The music of the film was composed by V. Harikrishna with lyrics for the soundtracks written by Yogaraj Bhat and Jayant Kaikini. Hedarabyadri song sung by Shachina heggar also received a State award for best play back singer year 2013-14 . The movie received mixed reviews from the critics. However, it was later hailed as a neo-noir experiment. Actor M.Chandru who had earlier produced the 2010 movie Swayamvara and was known as "Swayamvara" Chandru, went on to be known as "Kaddipudi" Chandru after producing this movie.

==Premise==
Anand is a young man who is nicknamed "Kaddipudi" as his grandmother used to sell tobacco products where he is unwillingly being used as a pawn by the politicians named Shankarappa and Renuka, along with her son Indresh "Gaali". After an attack, Anand gets traumatized and decide to live a peaceful life away from the underworld, whose cause is supported by a cop named Sathya Murthy. Anand meets Uma, a junior artist at a shoot where they fall for each other and get married. However, their happiness is short lived as Shankarappa and the police corruption doesn't let him lead a normal life, which makes Anand to find a new way to lead a peaceful life.

==Production==
Kaddipudi started filming on 3 September 2012 and completed on 13 December 2012. The film was the first in Kannada cinema to not have any choreographers. The actors were asked to dance for each of the five songs in the film as they wished.

==Soundtrack==

V. Harikrishna composed the music for the film and the soundtracks, also having co-sung the "Budu Buduke Maalinga" with Yogaraj Bhat. The lyrics for the soundtrack were penned by Bhat and Jayant Kaikini. The soundtrack album consists of five soundtracks.

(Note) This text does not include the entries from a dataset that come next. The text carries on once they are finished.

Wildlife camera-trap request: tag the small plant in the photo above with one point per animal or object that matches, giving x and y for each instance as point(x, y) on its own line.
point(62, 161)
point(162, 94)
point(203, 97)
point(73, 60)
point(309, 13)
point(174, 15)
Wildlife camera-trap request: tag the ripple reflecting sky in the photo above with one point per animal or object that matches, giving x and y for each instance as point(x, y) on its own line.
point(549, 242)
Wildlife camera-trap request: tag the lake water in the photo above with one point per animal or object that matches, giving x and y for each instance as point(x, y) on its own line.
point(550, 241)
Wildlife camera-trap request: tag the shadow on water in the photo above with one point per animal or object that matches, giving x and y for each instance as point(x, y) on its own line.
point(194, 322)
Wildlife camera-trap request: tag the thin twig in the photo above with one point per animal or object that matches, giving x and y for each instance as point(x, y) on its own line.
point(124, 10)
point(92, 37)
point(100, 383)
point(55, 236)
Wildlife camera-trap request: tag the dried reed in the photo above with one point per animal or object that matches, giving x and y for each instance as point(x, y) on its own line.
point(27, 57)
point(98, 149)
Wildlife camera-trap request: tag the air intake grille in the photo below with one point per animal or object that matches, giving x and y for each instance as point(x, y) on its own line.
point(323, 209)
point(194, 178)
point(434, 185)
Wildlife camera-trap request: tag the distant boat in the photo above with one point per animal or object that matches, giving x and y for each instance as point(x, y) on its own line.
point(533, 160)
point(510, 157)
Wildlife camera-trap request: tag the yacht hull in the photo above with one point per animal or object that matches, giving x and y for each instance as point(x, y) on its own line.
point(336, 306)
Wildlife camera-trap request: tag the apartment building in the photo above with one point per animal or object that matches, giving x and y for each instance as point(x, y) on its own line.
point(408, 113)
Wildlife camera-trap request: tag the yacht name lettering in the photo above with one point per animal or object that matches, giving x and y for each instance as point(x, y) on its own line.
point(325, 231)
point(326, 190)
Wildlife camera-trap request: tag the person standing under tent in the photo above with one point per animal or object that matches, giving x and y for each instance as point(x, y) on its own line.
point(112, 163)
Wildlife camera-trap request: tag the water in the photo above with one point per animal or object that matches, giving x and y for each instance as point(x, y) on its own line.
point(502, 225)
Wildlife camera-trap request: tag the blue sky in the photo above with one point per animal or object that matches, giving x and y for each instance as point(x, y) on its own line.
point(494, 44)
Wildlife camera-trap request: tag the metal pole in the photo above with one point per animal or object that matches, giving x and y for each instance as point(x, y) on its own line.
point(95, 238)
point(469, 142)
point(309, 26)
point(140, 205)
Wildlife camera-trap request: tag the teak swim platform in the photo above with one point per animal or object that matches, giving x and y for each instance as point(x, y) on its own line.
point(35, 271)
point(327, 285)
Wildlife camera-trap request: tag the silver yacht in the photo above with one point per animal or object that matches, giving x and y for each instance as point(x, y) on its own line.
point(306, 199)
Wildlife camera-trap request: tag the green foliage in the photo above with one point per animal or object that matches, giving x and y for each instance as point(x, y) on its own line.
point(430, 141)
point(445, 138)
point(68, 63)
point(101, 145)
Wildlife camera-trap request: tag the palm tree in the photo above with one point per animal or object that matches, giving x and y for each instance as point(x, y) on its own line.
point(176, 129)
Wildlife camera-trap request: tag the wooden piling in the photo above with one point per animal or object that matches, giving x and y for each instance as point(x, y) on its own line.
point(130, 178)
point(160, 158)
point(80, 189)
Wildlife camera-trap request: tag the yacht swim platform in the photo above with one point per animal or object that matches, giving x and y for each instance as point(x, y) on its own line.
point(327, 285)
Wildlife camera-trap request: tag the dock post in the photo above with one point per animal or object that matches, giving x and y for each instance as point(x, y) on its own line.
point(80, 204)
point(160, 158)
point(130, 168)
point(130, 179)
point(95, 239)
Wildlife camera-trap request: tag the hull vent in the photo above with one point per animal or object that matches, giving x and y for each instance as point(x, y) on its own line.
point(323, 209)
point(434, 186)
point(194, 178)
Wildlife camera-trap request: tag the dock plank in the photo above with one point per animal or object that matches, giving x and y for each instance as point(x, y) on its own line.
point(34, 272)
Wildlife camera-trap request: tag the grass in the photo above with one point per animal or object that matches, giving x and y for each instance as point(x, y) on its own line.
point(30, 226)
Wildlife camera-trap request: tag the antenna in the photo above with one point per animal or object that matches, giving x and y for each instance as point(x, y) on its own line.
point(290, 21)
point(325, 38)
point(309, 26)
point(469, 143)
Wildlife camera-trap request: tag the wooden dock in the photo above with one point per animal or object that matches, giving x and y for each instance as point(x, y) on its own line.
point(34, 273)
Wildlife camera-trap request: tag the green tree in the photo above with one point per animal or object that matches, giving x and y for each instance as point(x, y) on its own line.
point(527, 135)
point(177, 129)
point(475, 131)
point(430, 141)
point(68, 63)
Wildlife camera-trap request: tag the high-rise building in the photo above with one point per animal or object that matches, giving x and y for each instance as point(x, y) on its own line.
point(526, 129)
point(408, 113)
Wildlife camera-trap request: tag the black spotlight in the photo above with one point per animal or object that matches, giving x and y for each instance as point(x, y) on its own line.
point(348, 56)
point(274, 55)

| No. | Title | Lyrics | Singer(s) | Length |
|---|---|---|---|---|
| 1. | "Bere Yaro" | Jayant Kaikini | Vani Harikrishna | 3:14 |
| 2. | "Budu Budukke Malinga" | Yogaraj Bhat | V. Harikrishna, Yogaraj Bhat | 3:29 |
| 3. | "Hedarabyadre" | Janapada (Folk Song) | Shachina Heggar | 3:28 |
| 4. | "Jinke Bedareruvaga" | Yogaraj Bhat | Priyadarshini | 1:25 |
| 5. | "Soundharya Samara" | Yogaraj Bhat | Sonu Nigam | 4:57 |
| Total length: |  |  |  | 16:33 |

=== Reception ===
The music of Kaddipudi was well received by critics. Kavya Christopher of The Times of India gave it a 3/5 rating and wrote, "Witty lyrics presented with an old-world charm have been music director V Harikrishna's USP, and with Kaddipudi, he recreates his magic."

==Release==
The film which was initially planned for release in January 2013, but was postponed and released on 7 June 2013. The satellite rights of the film was sold to Udaya TV for ₹29 million in January 2013. The film was released in 200 screens across Karnataka.

===Critical response===
Upon its theatrical release, Kaddipudi received mixed to positive reviews from critics. G. S. Kumar of The Times of India gave the film a rating of three and a half out of five and wrote, "Though the subject is strong, director Suri has made it look tame with lack-lustre narration, especially in the first half, and sequences which are dull and weak." and concluding praising the roles of acting, camera and the music departments in the film. Sify.com called it an "average" film and gave special praise to Aindrita Ray for her portrayal of a call girl in the film writing, "The trump card of the movie is Aindrita Ray, who sizzles for a brief time, in a special song. The actress, as a call girl, has performed Kathak." Performances of Shiva Rajkumar, Rangayana Raghu and Sharath Lohitashwa were also praised. Bangalore Mirror reviewed the film writing, "...it is the maturity in the narrative and sublime handling of the proceedings that strike you most."